For a while I flirted between the Mazda Bongo and the Nissan Elgrande (definitely one for the future) before ultimately falling head over heels for the smaller, much more economically pleasing Nissan Cube.

Like most infatuations it was initially based on looks alone, but over the last 12 months I have come to appreciate it’s true charm, as well as to tolerate it’s occasional annoyances.

So to the stats, I chose a 2010 1.6 petrol Kaizen model which is the highest spec Cube and comes complete with the following:

  • Keyless entry / ignition
  • Automatic lights / wipers
  • Nissan Connect (Sat Nav, Bluetooth, CD / Radio / USB Audio System)
  • Colour Reversing Camera
  • Plus numerous safety features

The general feel of the car is one of a solid, well put together unit but remember, this coming from a man who’s last vehicle was a 1996 Honda Prelude 2.2 Vtec (superb engine but tended to dissolve when it rained). However, all Cubes are built in Nissan’s Research and Development facility in Oppama, Japan and as such are generally considered to be built to as high a standard as the components allow.

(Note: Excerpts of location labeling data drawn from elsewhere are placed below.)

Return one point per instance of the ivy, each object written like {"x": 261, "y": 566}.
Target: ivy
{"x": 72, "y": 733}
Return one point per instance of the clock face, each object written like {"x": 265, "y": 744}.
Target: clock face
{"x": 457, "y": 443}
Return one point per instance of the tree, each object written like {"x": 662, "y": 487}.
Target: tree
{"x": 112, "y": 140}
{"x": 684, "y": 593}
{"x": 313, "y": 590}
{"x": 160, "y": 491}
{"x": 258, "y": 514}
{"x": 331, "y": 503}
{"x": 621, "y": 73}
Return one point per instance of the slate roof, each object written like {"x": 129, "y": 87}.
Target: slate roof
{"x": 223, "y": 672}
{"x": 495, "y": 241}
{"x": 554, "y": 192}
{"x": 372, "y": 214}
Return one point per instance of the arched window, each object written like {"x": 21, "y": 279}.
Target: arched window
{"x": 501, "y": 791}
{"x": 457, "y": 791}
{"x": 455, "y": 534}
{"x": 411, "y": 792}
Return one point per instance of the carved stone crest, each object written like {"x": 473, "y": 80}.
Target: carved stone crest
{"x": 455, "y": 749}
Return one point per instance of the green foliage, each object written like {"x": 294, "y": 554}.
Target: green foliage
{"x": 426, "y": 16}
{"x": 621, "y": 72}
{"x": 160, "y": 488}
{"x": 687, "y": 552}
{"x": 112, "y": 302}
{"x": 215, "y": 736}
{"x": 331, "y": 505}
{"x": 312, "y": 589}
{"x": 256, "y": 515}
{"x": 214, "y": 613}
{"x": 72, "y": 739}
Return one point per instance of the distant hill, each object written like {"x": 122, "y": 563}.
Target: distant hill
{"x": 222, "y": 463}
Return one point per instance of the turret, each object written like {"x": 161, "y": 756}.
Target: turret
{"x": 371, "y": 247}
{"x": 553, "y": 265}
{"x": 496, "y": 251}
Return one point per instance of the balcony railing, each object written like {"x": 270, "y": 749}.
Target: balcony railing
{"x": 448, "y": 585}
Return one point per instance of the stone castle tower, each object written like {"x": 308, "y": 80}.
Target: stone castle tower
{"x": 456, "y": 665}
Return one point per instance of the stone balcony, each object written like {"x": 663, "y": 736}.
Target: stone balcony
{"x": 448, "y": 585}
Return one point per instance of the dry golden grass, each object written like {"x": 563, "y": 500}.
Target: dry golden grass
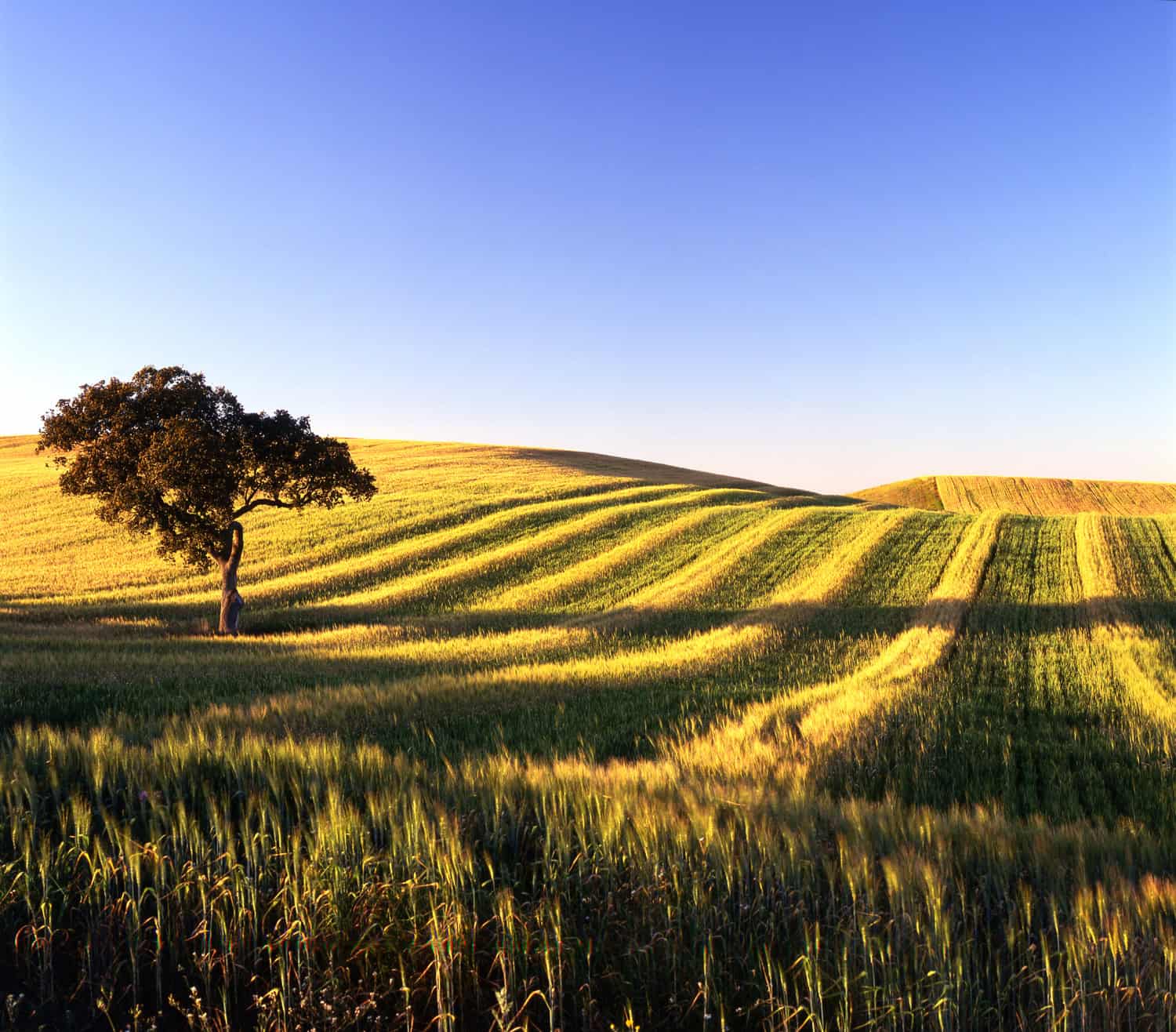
{"x": 550, "y": 740}
{"x": 1030, "y": 496}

The ride is very comfortable. In fact this is the most comfortable car I have ever driven or been driven in. The seats are like armchairs (the driver’s seat even has a hinged armrest for extra comfort) and at six foot one I could comfortably sit a good sized trilby on my head and still not be touching the roof. There’s loads of room for the back seat passengers and helpfully, as the cabin is raised to give a higher driving position, there is no annoying transmission tunnel getting in the way of leg room. Unfortunately however all this passenger luxury is at the expense of a less than average boot space. It’s tall but lacks depth. It’s OK for a big weekly shop but from experience you may well struggle on a family holiday. Incidentally the boot is also side hinged, allegedly to help with access in a tight spot, although in my experience this isn’t really the case.

Now if it’s cup holders your after then this is the car for you. It has eleven. That’s eleven cup holders in a car that holds five people, but then one of the main reasons I bought this car is for it’s quirks, of which there are many. When you see in the brochure that the front of the car was designed to look like "a bulldog wearing sunglasses" and the rear "a 1950’s American fridge" then you know the Japanese are behind it. Incidentally the interior is inspired "by the enveloping curves of a jacuzzi to promote a comfortable and social atmosphere". The half glass roof with a ripple style blind is a nice touch and bizarrely the sun visors are so large it isn’t possible to put them down without almost entirely blocking your vision.

As for the important bit, the engine, it isn’t quick (although this might be unfair when I’m subconsciously comparing it to a 190bhp Prelude). It’s a 1.6 petrol, it produces 110bhp and realistically achieves a combined 38mpg. Don’t get me wrong, 99% of the time (i.e. when you don’t need decent acceleration) it’s perfectly capable but don’t buy a Cube if it’s speed or excitement you’re after. As for handling it feels way too tall to be comfortably throwing around corners and on windy days it’s high flat sides act like a sail, but like I say, drive it like a normal 38 year old dad of one and you’ll love it.

The good points

  • Very comfortable for both the driver and passengers. Long distances are almost a pleasure.
  • Whisper quiet (at low to moderate speeds)
  • Rare (just over a thousand in this country and no more official imports as of 2011)
  • 4 Star Safety Rating (EuroNCAP)
  • Nissan reliability
  • Easy handling around town
  • Style. Some people will hate it, a lot will love it, but nobody will miss it.

The bad points

  • Poor mid range acceleration
  • Wind noise (at high speeds)
  • MPG not brilliant
  • Poor boot capacity

In conclusion, does this car make me happy? Absolutely. If you don’t mind kids laughing and pointing as you drive down the street (I don’t), and you’re not after ultra performance, then the Cube is a perfectly acceptable, reasonably practical family car with bags of personality and the looks to match.